In addition to a hiatus connected to subaerial exposure, an unconformity caused by erosion of the uppermost strata of the Gipshuken Formation with the transgressive onset of the Vøringen Member sedimentation during the late Artinskian developed across extended parts of Svalbard (Dallmann et al. 1999). The latter is documented by the occurrence of strongly altered carbonate lithoclasts (extraclasts from the Gipshuken Formation) described from the Vøringen Member in central Spitsbergen (Ehrenberg et al. 2001; Groen 2010) and to a minor extend from NE Svalbard (MFTs 7, 8; this study).
In sections H1 and S1 however, the boundary itself is formed by an intensely Fe-stained and bored hardground, respectively black laminated claystone horizon, which were subsequently used as growth substrate by local bryozoan colonies. The horizons imply a pre-existing, already lithified platform surface, reflecting local sediment-starved conditions and condensation with the onset of the Vøringen Member transgression. Due to the preservation of the transitional strata, the boundary in this area is interpreted as an unconformity (paraconformity) formed by non-deposition instead of erosion. Submarine exposure in the Artinskian is also reported by Ehrenberg et al. (2001) in coeval strata from the southern Barents Sea (Bjarmeland Group; Larssen et al. 2005). Here, pyritized, glauconitic surfaces at the top of the Unit L-8, which comprises the Polarev and/or Isbjorn formations, may indicate contemporaneous non-deposition and condensation in a general deeper environmental setting. However, insufficient age constrains prevent a precise correlation of these condensed horizons with the Gipshuken/Kapp Starostin formations boundary of Svalbard.

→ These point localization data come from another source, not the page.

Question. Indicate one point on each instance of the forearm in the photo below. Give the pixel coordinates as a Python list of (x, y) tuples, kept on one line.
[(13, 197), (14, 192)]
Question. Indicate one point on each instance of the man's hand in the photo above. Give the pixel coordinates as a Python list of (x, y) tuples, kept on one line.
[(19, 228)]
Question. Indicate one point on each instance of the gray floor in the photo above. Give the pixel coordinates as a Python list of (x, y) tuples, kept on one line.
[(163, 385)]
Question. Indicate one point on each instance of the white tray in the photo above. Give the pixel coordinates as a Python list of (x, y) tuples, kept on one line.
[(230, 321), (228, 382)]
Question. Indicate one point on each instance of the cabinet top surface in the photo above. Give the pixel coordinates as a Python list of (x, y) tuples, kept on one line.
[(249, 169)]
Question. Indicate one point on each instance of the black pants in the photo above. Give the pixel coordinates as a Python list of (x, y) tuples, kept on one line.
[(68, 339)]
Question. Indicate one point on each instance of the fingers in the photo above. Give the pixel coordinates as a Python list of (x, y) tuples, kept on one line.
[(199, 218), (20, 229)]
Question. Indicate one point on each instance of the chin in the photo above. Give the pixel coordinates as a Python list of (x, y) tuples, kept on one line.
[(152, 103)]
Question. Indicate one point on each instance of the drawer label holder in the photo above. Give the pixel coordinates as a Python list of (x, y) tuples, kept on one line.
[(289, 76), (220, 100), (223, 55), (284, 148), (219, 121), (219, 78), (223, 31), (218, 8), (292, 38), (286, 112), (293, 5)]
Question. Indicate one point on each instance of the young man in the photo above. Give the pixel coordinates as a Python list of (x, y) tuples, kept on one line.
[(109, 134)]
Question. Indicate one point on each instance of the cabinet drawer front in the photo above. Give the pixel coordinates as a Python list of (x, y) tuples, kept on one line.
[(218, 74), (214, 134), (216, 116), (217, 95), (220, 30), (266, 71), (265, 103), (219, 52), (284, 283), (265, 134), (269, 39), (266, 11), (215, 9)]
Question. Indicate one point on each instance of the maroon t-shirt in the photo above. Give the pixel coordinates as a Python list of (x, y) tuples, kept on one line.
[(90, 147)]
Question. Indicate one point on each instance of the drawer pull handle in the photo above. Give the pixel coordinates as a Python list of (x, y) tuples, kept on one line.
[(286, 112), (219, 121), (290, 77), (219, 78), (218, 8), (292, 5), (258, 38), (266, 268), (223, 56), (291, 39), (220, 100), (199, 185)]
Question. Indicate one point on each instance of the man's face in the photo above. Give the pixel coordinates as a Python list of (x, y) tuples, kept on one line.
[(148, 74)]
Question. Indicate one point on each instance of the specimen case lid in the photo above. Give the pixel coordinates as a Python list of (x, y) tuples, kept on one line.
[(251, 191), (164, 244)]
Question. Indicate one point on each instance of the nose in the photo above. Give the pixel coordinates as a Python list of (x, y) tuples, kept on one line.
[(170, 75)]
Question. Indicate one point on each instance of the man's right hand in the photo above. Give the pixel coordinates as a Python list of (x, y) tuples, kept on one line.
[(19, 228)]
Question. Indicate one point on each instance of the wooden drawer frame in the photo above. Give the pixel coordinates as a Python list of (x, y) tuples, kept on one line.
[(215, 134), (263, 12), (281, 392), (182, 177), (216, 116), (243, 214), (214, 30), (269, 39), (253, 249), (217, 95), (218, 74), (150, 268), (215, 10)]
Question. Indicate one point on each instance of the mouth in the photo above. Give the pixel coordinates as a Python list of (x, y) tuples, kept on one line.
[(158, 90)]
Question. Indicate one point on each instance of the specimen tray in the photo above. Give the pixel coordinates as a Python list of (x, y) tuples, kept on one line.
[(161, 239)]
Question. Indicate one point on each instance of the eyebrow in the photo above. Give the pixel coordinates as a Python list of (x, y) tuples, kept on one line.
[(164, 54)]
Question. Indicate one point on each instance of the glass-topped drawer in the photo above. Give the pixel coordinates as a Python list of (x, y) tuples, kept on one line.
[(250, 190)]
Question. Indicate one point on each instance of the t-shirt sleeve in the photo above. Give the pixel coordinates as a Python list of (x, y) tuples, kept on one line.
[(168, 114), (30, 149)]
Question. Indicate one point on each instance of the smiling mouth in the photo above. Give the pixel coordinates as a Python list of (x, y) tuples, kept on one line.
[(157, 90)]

Ehrenberg et al. (2001) assume that the hiatus at the Gipshuken/Kapp Starostin boundary comprise a time period of uncertain magnitude from less than 1 to maximum 15 Ma within the Early Permian. According to age datings at the top of the Gipshuken Formation (Sakmarian–early Artinskian?) and at the base of the Vøringen Member (late Artinskian–early Kungurian), the gap in the sedimentary record is generally restricted to the Artinskian, reducing the maximum time span to roughly 9 Ma (Fig. 2). In consideration of the period needed to develop a hardground shown in section H1, a much shorter hiatus (far below 1 Ma years) based solely on non-deposition and condensation is suggested. However, due to the erosional removal of the uppermost Gipshuken strata in other areas of Svalbard, the gap in the sedimentary record probably varies substantially and comprises much longer time periods, locally.
Kapp Starostin Formation
The sedimentary record of the Vøringen Member represents a fundamentally different depositional setting than the underlying Templet and Sørfonna members. The facies reflect open, shallow-submarine, nearshore to transitional offshore areas of an open-marine, storm-dominated ramp, characterized by mixed siliciclastic-carbonate sediments and a heterozoan biotic association (Fig. 10b).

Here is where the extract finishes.